El Cabildo de Buenos Aires, erigido por la fuerza de las circunstancias en la única autoridad nacional del Estado, comunicó esas resoluciones a las provincias, declarando que quedaban en libertad para regirse por sus propias autoridades, hasta que un nuevo Congreso reglase sus relaciones entre sí; si bien que esto último no importase más que la consagración del hecho consumado. Al día siguiente, el 12 de Febrero, convocó al pueblo a elección de doce representantes, quienes debían nombrar al gobernador de la nueva provincia federal. Estos se constituyeron en Junta iniciando por la primera vez en la República el desenvolvimiento del gobierno representativo sobre la base de las instituciones coexistentes»(10).

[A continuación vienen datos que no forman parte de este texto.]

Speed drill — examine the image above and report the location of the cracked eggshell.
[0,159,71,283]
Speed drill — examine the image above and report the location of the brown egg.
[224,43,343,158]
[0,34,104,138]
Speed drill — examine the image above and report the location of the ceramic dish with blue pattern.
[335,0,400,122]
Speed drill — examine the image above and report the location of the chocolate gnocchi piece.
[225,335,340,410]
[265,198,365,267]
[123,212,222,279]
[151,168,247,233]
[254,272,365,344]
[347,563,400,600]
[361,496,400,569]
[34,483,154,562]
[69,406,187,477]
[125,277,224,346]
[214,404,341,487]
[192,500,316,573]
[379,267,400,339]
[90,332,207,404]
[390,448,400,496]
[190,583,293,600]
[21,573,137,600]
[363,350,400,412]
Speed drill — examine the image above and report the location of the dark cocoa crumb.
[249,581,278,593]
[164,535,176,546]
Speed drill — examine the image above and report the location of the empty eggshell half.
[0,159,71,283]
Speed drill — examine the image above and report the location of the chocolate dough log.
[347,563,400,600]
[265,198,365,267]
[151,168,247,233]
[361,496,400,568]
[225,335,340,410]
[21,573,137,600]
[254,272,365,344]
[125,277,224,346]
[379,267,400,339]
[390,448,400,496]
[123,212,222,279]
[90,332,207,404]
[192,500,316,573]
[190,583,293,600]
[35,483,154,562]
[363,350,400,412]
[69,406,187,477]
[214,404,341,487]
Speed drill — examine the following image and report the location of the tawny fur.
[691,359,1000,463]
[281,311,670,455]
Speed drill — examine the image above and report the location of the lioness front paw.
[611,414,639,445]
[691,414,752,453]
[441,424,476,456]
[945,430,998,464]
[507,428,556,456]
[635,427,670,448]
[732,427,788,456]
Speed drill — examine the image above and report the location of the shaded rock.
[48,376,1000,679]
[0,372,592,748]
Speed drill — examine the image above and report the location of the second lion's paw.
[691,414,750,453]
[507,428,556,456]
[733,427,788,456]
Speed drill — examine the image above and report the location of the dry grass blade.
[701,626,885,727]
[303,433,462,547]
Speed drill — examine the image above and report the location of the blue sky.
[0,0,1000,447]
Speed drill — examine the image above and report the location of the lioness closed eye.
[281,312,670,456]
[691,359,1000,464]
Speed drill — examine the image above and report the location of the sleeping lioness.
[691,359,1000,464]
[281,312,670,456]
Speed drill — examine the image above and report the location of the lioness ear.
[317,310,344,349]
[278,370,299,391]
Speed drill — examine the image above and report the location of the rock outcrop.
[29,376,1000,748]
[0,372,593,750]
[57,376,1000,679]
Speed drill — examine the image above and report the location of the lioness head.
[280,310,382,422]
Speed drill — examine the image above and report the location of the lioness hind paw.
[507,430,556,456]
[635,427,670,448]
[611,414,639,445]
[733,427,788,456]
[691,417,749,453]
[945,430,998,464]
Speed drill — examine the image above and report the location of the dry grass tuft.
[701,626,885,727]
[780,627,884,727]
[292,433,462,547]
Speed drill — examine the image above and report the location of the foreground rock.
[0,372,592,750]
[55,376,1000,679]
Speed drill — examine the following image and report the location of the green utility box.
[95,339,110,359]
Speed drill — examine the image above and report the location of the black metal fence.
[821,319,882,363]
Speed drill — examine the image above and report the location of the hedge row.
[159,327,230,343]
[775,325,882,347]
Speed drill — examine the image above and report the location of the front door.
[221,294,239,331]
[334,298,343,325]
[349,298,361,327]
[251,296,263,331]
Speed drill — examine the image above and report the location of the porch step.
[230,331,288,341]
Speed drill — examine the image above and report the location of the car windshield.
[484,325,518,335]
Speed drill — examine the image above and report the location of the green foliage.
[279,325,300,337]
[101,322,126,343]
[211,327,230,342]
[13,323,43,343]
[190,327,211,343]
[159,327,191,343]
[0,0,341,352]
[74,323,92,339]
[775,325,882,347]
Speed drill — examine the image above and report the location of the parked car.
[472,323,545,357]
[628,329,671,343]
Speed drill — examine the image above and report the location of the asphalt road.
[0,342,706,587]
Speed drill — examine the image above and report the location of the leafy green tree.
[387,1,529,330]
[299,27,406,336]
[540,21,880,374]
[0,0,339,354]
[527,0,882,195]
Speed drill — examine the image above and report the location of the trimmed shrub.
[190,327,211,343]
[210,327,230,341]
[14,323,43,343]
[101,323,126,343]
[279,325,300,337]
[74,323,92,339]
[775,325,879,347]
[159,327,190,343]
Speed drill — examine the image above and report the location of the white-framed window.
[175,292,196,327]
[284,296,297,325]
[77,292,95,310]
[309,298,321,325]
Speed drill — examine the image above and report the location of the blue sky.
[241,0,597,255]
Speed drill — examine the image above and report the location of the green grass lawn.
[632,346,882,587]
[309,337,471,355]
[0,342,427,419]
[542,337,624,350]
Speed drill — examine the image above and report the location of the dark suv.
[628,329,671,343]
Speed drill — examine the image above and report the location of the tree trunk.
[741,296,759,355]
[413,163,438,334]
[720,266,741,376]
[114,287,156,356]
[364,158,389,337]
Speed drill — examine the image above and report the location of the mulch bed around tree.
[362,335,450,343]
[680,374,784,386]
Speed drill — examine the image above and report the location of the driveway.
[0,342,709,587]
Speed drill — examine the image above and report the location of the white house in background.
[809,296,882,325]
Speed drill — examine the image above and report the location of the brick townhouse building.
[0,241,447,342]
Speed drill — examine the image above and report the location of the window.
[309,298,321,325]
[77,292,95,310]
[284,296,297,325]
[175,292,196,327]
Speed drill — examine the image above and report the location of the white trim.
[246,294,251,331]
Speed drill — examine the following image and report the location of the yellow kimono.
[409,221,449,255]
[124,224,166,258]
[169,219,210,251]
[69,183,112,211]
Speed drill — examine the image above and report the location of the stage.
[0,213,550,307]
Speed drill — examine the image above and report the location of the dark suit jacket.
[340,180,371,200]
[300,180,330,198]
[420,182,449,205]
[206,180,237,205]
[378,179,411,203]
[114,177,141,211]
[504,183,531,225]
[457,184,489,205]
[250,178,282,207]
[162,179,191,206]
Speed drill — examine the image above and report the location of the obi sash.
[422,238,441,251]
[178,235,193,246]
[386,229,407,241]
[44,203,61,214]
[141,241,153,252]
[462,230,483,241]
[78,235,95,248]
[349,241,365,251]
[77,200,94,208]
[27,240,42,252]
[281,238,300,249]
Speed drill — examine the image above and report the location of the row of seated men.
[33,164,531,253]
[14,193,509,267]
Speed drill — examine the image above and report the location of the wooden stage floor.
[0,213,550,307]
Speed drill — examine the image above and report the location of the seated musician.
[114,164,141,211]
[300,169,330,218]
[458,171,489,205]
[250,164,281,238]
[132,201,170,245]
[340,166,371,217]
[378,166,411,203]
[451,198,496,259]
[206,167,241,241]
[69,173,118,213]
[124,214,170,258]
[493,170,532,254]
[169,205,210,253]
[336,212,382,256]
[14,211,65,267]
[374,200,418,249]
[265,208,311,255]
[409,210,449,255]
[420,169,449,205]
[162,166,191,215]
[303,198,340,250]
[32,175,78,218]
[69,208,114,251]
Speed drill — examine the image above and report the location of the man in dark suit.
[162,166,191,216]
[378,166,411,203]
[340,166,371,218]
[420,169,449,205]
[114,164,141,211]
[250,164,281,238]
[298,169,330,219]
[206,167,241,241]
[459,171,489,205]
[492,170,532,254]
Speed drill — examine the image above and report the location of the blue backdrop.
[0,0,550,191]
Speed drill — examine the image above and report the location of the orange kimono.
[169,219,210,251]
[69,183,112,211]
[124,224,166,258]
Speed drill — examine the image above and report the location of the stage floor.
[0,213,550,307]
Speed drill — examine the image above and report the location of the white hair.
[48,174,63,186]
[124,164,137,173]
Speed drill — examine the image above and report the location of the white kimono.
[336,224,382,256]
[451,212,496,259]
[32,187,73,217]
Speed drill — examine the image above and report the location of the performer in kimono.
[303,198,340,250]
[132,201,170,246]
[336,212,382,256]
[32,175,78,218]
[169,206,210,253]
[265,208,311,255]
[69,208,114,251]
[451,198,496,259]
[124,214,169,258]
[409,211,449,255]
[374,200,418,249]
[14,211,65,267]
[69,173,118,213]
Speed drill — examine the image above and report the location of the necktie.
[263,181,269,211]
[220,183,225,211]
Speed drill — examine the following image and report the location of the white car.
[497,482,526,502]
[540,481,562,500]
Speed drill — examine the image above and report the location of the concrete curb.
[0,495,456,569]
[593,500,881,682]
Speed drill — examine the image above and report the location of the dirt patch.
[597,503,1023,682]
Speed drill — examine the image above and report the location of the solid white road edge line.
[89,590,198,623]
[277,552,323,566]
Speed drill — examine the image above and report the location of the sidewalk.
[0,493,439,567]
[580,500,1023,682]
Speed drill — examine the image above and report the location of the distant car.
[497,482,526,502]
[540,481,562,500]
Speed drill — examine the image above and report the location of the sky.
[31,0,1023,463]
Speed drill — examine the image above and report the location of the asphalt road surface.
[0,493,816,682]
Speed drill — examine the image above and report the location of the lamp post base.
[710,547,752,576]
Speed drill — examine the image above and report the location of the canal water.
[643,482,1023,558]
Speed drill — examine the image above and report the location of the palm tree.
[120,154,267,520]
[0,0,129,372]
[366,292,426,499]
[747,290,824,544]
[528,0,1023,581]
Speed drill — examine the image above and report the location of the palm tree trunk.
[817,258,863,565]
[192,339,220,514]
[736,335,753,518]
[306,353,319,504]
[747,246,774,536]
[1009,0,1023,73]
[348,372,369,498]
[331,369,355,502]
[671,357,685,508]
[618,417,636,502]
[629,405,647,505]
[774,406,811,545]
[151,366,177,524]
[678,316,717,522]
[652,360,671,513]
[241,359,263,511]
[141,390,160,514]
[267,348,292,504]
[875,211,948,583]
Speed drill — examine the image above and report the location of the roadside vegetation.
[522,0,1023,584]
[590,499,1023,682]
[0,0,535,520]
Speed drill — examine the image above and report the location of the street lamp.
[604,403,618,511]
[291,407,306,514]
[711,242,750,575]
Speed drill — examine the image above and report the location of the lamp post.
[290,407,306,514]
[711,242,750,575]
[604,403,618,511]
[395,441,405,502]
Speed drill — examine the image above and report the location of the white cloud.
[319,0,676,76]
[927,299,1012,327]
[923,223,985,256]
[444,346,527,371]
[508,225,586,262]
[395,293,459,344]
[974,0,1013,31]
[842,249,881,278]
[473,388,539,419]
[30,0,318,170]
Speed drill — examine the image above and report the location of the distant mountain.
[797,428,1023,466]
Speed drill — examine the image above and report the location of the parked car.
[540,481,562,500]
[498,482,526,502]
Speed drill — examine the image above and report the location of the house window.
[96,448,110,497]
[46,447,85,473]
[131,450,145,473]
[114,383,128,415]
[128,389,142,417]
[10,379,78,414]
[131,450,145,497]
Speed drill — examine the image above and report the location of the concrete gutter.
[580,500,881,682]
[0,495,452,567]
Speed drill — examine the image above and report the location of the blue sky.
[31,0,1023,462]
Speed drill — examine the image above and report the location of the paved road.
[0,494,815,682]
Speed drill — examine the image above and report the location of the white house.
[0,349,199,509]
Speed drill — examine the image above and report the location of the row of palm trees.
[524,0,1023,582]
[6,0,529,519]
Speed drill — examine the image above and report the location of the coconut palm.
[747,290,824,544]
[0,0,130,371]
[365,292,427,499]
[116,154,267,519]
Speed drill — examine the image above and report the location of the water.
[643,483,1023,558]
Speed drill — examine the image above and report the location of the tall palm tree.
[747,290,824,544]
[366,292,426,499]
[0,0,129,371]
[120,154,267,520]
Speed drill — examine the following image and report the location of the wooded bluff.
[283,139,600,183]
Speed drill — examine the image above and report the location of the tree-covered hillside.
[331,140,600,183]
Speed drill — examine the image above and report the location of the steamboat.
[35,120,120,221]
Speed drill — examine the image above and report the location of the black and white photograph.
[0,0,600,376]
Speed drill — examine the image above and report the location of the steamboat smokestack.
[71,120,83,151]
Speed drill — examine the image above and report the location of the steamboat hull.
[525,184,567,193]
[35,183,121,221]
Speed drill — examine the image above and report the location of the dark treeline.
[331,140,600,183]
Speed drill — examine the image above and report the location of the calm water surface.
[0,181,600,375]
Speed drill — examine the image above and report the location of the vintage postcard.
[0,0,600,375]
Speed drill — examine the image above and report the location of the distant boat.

Las facciones federales que venían medrando en Buenos Aires, se encontraron frente a frente con una escena nueva para ellos, y sin mayor aspiración, por el momento, que la de apoderarse del gobierno de la Provincia. Como quiera que no se pudiese pensar en un candidato del partido directorial contra el cual se concitaría la saña de esas facciones y de los jefes de Entre Ríos y Santa Fe, que tenían su campamento a poca distancia de la ciudad de Buenos Aires, la opinión tumultuaria, pero resuelta de esos días, señalaba tres candidatos con buenas probabilidades: el general Soler, cuya actuación había sido decisiva en esos días y que por sus brillantes y prolongados servicios en las campañas por la independencia, como por cierta arrogancia genial con que se imponía a la masa del pueblo, tenía de su parte al elemento militar y a los bulliciosos cívicos de los suburbios más poblados de la ciudad; el general Alvear, el insigne presidente de la asamblea del año 1813, el que abatió con su espada victoriosa el último baluarte que la metrópoli levantaba en Montevideo, y quien, si bien había sublevado resistencias cuando fue Director Supremo del Estado, tenía de su parte a la clase culta y pudiente, y don Manuel de Sarratea, antiguo servidor del país, político y diplomático habilísimo, capaz de reproducir con los jefes federales y con cualquiera de los encopetados miembros de la nueva legislatura el milagro de la elocuencia persuasiva de monsieur Dupin cuando le hacía creer al mariscal Soult, duque de Dalmacia, que había sido herido, no en la pierna izquierda, como efectivamente lo había sido, sino en la derecha, lo que obligó al mariscal a tocarse la gloriosa cicatriz para asegurarse de que todavía tenía memoria y razón

Los partidarios de Soler tenían para sí que éste sería elegido gobernador, y el mismo partido directorial así lo descontaba, si bien que con supremo desgano. Empero, Sarratea, que había esperado con Alvear desde Montevideo el desenvolvimiento de los sucesos, se anticipó a bajar a Buenos Aires. Una vez instalado a poca distancia de esta ciudad, despachó sus agentes para que trabajasen su candidatura. Sea que ganase a los representantes con su habilidad característica, o que despertase mayor confianza y menor resistencia que Alvear y Soler, o que discretamente hubiese prometido a los generales Ramírez y López arreglar satisfactoriamente las diferencias que éstos demandaban, el hecho es que, después de una larga sesión en la cual debieron de abundar las vacilaciones y los cabildeos, Sarratea fue elegido gobernador provisorio de la provincia de Buenos Aires, a las dos de la madrugada del 17 de Febrero de 1820 (11). Este fue el primer día de la historia política de la Provincia de Buenos Aires que, a tal título, contribuyó poderosamente a afianzar en los tiempos el principio orgánico que iniciaron e incontrastablemente sostuvieron los pueblos del litoral.